Hâlbuki onlar sadece ortalıkta birer boşluktur.
Yaşıyorlar sanır onlar sadece, niye aldanırsın
Aslında yaşadıkları sadece birer sarhoşluktur.
Yağmur varlık üzerine aynı yoğunlukta yağar
Kimini çamura yuvarlar, kimini tertemiz yıkar
Güneş her varlık üzerine aynı aydınlıkta doğar.
Ama biliriz ki; gül başka kokar, diken başka kokar
Yazımızın başlarında ifade ettiğimiz gibi; bu dünya da her
şey olabilir insan; ancak adam gibi adam, yani yokluğu hissedilen insan olmak
çok önemlidir. Mehmet Akif Ersoy’un:
‘Hatırlar mısın? Doğduğun zaman, sen ağlardın gülerdi âlem.

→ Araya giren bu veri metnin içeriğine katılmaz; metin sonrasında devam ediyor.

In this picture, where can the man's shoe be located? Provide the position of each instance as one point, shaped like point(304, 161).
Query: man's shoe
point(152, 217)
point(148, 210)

Öyle bir yaşam sür ki, mevtin sana hande olsun. Halka
matem...’
Sözünü haklı
çıkarırcasına bir hayat yaşayalım. Öyle bir yaşam sürelim ki, biz öldüğümüz de;
ölüm bize yeni bir açılış, sonsuz cennet güzelliklerine açılma
olsun. Ölüm bize bir gülme ve gülüş olsun. Ölümümüz yokluğumuz
hissedileceği için başkalarına matem olsun. Ölmesek bile başka bir yere göç
ettiğimiz de, komşularımız sizin gibi bir insanı ve sizin kadar faydalı ve
güzel bir komşuyu kaybettiği için üzüntü duyduğunu söylesin. Herkese yaranmak
mümkün değildir bu yaratılışın doğası gereğidir. Ancak içinde yaşadığımız
halkın geneli itibariyle memnun edebilmeyi başarmayı nasip eylesin.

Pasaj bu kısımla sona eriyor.